その予感は的中し、日本でも有数の透明度を誇る湖と、きれいに紅葉した山々を見ながら、二人は心行くままに色々なところを歩いてみた。彼女は初めて支笏湖に来たらしく、その美しさを「言葉に出来ない」だなんて便利な言葉を使い表したが、事実その表現が当てはまるほどに、それは美しい風景だったのだ。
満天の青空、完璧な紅葉、奇跡的に綺麗で透明な湖。
それはきっと、僕らカップルでなくても感動したのだろうけど、言葉のない僕らにしては、より一層の感動が加わった気がした。
その日は確か、キャンプ場でテントを張って、一緒に寝ていたはずだ。僕らはテント内で、ほぼほぼ話もせず眠りについた。結局、そんな景色を見ているだけのデートであったのだが、そのデートが僕の初めてであって、僕に強烈な思い出を残したのは言うまでもない。それが彼女にとって楽しかったか、楽しくなかったのかは置いておいてだ。
それから5年がたった。僕は25になり、彼女も同じく25になったであろう。彼女との最後の連絡は4年前で、彼女との関係は大学3年生の時に自然消滅したのだ。だが勘違いをしないでほしい。僕は彼女が嫌いになった訳ではない。きっと僕が恋愛に弱いため、二人の別々に動く人生のベクトルを、合成させることが出来なかったのだろう。
だからこそか、僕は未だに彼女のメアドを消してはいない。だからきっと、いつだって彼女に繋がる。そんな安心感で僕は彼女と離ればなれになっても平気でいられたのかも知れない。だが、僕はついこの前、何かの拍子にふと、彼女のメアドに『元気ですか?』とメールを送ってみた。しかし、直ぐに帰ってきた返信は、『存在のしないメールアドレスです』という機械的メッセージであった。

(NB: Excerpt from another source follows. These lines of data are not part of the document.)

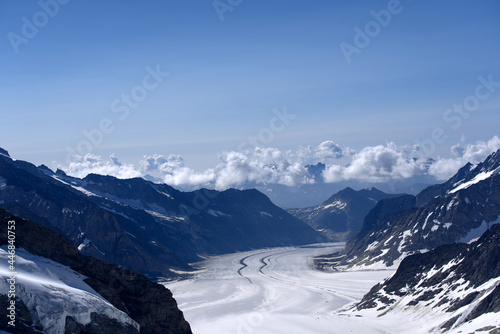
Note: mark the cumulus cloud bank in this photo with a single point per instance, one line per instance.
(270, 165)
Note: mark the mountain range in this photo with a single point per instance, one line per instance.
(59, 290)
(459, 210)
(453, 287)
(141, 225)
(341, 216)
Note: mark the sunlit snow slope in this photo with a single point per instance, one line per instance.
(273, 291)
(53, 292)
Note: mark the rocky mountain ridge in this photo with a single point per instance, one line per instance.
(341, 216)
(458, 210)
(454, 287)
(144, 226)
(121, 294)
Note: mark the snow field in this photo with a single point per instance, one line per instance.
(274, 291)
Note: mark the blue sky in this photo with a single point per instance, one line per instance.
(227, 76)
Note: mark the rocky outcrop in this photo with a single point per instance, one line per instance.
(459, 210)
(341, 216)
(151, 305)
(455, 283)
(140, 225)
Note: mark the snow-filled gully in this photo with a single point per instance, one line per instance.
(274, 291)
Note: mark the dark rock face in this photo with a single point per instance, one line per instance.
(341, 216)
(145, 226)
(24, 321)
(149, 304)
(449, 280)
(457, 211)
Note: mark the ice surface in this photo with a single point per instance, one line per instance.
(52, 291)
(274, 291)
(478, 178)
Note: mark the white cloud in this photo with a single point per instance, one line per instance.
(376, 164)
(172, 171)
(270, 165)
(81, 166)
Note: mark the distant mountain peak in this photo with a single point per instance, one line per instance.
(4, 152)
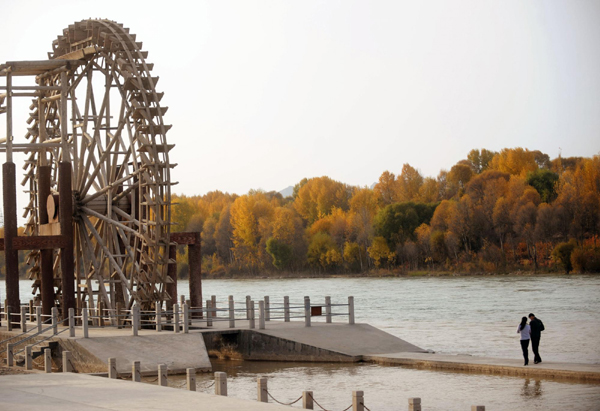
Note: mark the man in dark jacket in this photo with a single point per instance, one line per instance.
(537, 326)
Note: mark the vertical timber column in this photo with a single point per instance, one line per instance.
(195, 264)
(47, 286)
(172, 273)
(65, 209)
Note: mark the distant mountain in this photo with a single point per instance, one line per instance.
(287, 192)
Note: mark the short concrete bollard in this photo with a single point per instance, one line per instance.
(252, 323)
(162, 375)
(307, 400)
(267, 308)
(261, 315)
(71, 322)
(262, 389)
(221, 384)
(10, 355)
(176, 318)
(24, 319)
(307, 311)
(286, 309)
(191, 378)
(358, 401)
(231, 312)
(136, 371)
(67, 361)
(112, 368)
(29, 357)
(414, 404)
(47, 361)
(186, 319)
(328, 310)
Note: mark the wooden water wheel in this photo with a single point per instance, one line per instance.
(116, 144)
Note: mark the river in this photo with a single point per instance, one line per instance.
(475, 315)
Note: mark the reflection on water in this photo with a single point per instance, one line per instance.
(388, 387)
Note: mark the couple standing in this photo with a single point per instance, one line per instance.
(533, 332)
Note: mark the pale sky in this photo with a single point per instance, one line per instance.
(264, 93)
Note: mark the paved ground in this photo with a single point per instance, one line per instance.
(75, 392)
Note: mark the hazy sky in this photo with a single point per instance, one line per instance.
(264, 93)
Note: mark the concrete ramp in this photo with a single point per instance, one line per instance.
(177, 351)
(352, 340)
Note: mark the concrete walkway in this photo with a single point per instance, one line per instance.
(75, 392)
(488, 365)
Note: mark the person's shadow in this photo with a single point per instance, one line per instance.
(531, 391)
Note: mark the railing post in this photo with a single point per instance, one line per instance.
(307, 401)
(358, 401)
(162, 375)
(71, 322)
(208, 313)
(191, 378)
(10, 356)
(231, 312)
(85, 322)
(176, 318)
(112, 368)
(47, 361)
(158, 317)
(29, 357)
(186, 319)
(286, 309)
(414, 404)
(248, 299)
(135, 323)
(267, 308)
(221, 384)
(261, 315)
(23, 319)
(54, 320)
(67, 363)
(262, 389)
(136, 371)
(252, 322)
(307, 311)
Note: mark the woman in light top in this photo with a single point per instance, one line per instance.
(525, 332)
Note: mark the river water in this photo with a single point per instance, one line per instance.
(475, 315)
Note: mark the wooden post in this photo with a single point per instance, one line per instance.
(358, 401)
(46, 256)
(47, 361)
(71, 322)
(195, 267)
(163, 375)
(231, 312)
(28, 357)
(112, 368)
(65, 209)
(307, 400)
(67, 363)
(191, 378)
(136, 374)
(414, 404)
(307, 311)
(328, 310)
(286, 309)
(221, 384)
(267, 308)
(262, 389)
(261, 315)
(10, 230)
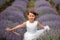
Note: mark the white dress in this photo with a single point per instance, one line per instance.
(32, 32)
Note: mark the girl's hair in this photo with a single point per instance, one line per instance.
(36, 14)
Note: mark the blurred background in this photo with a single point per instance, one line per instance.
(12, 13)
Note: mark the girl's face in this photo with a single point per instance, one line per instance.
(31, 17)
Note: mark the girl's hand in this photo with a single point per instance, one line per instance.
(8, 29)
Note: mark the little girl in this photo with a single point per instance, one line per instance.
(31, 25)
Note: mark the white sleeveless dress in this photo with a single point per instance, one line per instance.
(32, 32)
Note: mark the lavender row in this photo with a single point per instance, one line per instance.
(10, 35)
(40, 3)
(48, 17)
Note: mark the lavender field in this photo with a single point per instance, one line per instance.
(13, 15)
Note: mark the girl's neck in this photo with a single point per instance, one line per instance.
(31, 21)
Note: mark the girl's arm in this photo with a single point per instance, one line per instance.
(40, 25)
(18, 26)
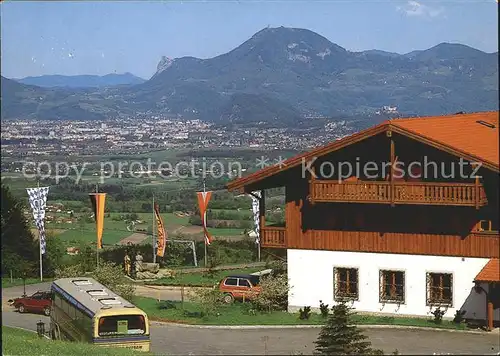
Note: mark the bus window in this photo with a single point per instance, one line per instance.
(121, 324)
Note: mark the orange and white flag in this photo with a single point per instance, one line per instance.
(98, 200)
(203, 199)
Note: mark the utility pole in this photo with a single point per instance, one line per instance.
(153, 231)
(95, 217)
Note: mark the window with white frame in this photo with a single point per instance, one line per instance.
(439, 288)
(346, 284)
(392, 286)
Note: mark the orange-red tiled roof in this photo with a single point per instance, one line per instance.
(490, 272)
(460, 134)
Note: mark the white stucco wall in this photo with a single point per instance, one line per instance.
(312, 279)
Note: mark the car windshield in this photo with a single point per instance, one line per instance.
(121, 325)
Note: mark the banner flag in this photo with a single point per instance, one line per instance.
(38, 202)
(162, 233)
(256, 214)
(98, 201)
(203, 199)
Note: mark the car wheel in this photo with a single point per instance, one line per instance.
(228, 298)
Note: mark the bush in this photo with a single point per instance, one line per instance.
(209, 299)
(274, 294)
(340, 337)
(279, 267)
(305, 314)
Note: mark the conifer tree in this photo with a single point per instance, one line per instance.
(340, 337)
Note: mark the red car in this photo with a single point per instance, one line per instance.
(39, 302)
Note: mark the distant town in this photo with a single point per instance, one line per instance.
(23, 138)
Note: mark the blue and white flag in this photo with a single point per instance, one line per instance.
(38, 202)
(256, 214)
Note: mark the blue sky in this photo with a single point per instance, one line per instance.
(105, 37)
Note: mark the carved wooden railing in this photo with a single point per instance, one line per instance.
(273, 236)
(426, 193)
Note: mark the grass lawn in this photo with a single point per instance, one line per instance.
(20, 342)
(6, 283)
(200, 278)
(225, 232)
(238, 314)
(114, 231)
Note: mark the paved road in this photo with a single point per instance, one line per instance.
(180, 340)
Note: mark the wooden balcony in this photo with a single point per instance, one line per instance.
(382, 192)
(273, 236)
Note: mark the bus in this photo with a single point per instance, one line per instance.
(84, 310)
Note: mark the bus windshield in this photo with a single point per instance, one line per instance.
(122, 325)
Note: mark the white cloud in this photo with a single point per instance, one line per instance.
(417, 9)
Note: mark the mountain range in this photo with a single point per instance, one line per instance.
(82, 81)
(283, 76)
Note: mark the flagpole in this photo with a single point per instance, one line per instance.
(95, 217)
(205, 222)
(40, 242)
(153, 231)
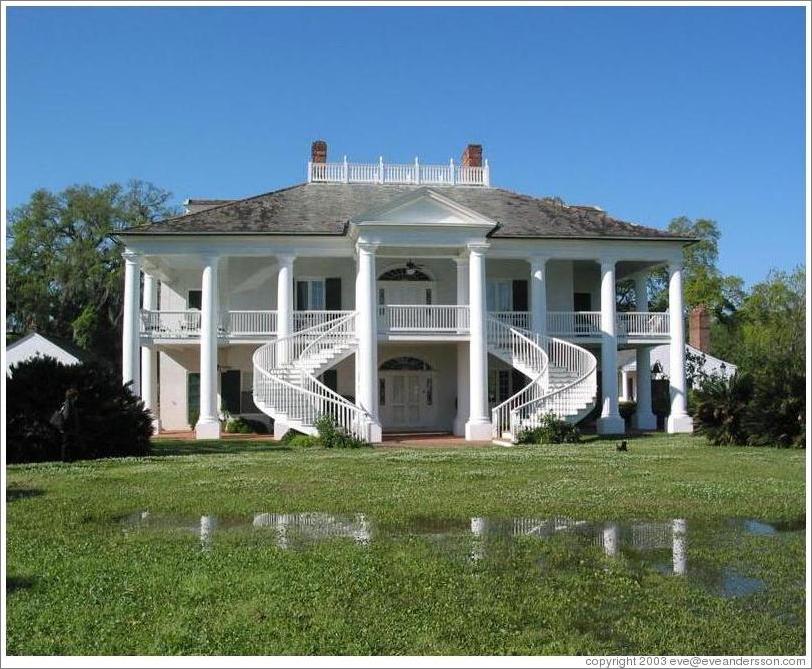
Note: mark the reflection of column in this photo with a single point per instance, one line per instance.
(207, 524)
(679, 528)
(611, 540)
(478, 527)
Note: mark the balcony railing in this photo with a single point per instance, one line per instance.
(426, 318)
(403, 318)
(399, 173)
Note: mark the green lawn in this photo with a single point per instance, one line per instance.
(83, 581)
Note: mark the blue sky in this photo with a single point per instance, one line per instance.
(650, 113)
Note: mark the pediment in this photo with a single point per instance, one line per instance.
(423, 207)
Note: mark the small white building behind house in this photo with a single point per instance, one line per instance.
(697, 349)
(36, 345)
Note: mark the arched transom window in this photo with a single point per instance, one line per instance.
(404, 274)
(405, 363)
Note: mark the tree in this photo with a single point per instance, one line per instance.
(64, 272)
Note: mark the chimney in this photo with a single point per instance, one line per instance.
(318, 151)
(699, 329)
(472, 156)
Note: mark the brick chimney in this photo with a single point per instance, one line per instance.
(318, 151)
(699, 329)
(472, 156)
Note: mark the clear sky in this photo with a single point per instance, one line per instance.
(651, 113)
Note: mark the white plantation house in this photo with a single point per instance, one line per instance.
(394, 297)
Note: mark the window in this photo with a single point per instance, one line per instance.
(405, 363)
(499, 295)
(230, 390)
(310, 295)
(194, 300)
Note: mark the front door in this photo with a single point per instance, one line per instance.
(407, 400)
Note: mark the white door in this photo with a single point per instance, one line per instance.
(407, 399)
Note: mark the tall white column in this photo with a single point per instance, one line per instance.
(208, 423)
(610, 421)
(478, 427)
(149, 358)
(463, 406)
(538, 294)
(284, 303)
(644, 418)
(366, 358)
(679, 420)
(131, 321)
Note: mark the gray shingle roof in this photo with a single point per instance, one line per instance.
(325, 209)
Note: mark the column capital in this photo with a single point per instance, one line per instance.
(538, 259)
(367, 247)
(478, 248)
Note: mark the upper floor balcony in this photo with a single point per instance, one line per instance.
(449, 321)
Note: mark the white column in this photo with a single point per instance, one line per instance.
(284, 303)
(366, 358)
(208, 424)
(131, 320)
(478, 427)
(679, 529)
(462, 354)
(679, 420)
(644, 418)
(149, 358)
(538, 294)
(610, 421)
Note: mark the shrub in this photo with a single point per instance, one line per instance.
(720, 407)
(331, 436)
(104, 419)
(300, 440)
(551, 431)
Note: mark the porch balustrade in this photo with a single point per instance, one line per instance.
(402, 318)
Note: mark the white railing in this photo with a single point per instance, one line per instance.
(302, 320)
(564, 402)
(237, 323)
(525, 350)
(170, 324)
(399, 173)
(643, 324)
(516, 319)
(574, 323)
(424, 318)
(284, 381)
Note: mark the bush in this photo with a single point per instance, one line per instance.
(300, 440)
(551, 431)
(331, 436)
(720, 407)
(240, 425)
(763, 410)
(104, 418)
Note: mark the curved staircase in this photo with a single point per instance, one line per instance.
(286, 388)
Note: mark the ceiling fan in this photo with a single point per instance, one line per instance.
(412, 267)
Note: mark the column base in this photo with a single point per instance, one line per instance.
(207, 428)
(683, 424)
(280, 428)
(478, 431)
(611, 425)
(644, 421)
(375, 433)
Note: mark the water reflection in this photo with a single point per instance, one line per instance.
(487, 538)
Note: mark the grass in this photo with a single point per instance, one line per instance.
(79, 584)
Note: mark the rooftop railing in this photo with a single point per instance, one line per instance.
(399, 173)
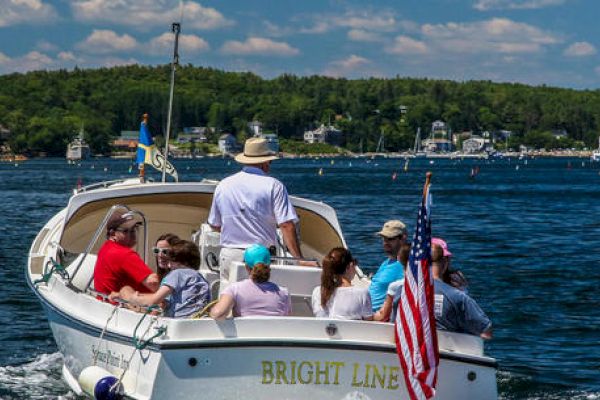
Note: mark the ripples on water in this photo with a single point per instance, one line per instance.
(526, 239)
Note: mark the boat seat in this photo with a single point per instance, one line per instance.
(85, 273)
(299, 281)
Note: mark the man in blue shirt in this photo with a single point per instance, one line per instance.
(393, 234)
(454, 310)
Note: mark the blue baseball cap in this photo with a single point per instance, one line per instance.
(257, 254)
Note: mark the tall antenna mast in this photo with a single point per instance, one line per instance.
(175, 28)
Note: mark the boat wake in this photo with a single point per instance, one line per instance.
(38, 379)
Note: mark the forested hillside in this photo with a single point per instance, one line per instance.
(44, 110)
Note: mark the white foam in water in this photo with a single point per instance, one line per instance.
(38, 379)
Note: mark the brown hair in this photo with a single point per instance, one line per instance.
(437, 253)
(170, 238)
(260, 273)
(186, 253)
(334, 266)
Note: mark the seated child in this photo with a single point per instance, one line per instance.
(183, 289)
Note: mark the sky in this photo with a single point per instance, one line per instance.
(536, 42)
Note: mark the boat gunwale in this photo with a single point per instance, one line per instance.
(162, 344)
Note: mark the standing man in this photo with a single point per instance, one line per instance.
(394, 234)
(248, 207)
(118, 264)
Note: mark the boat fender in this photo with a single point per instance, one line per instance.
(98, 383)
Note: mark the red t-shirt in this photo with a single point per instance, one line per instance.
(119, 266)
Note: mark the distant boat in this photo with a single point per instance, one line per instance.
(596, 153)
(78, 149)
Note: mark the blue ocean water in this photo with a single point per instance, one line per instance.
(524, 232)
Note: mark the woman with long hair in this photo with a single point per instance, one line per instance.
(255, 295)
(161, 250)
(336, 297)
(183, 291)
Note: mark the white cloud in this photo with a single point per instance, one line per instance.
(188, 43)
(347, 66)
(66, 56)
(359, 35)
(485, 5)
(580, 49)
(44, 45)
(497, 35)
(14, 12)
(31, 61)
(116, 62)
(4, 59)
(103, 41)
(407, 45)
(259, 46)
(365, 20)
(145, 13)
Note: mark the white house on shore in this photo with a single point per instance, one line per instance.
(324, 134)
(228, 144)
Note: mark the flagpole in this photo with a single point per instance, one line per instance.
(175, 28)
(142, 166)
(427, 183)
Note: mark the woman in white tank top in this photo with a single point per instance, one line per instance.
(336, 297)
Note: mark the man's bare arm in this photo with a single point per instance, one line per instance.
(288, 230)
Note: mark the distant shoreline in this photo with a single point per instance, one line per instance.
(348, 154)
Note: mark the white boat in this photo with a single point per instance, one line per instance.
(78, 149)
(155, 357)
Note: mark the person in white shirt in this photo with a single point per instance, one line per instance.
(249, 206)
(336, 297)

だから僕は彼女の電話番号に連絡を試みる。だがそれも駄目であった。それで僕は絶望をしてしまった。彼女とはもう一生会えないと、そう思ったから。4年も放っておいて、それはないだろうと自分でも思うのだが、本当に僕は彼女との縁が切れてしまったことにただただ泣き叫んでしまったのだ。
それで今日、僕はフラりと、札幌から支笏湖にドライブをすることにした。思いでの場所である他に、そこは僕がもともと好きな場所であったし、ドライブには丁度いい長さの道のりでもあるのだ。だからこそ、こんなにも秋の天気のいい日を見逃す訳にはいかなかったのだ。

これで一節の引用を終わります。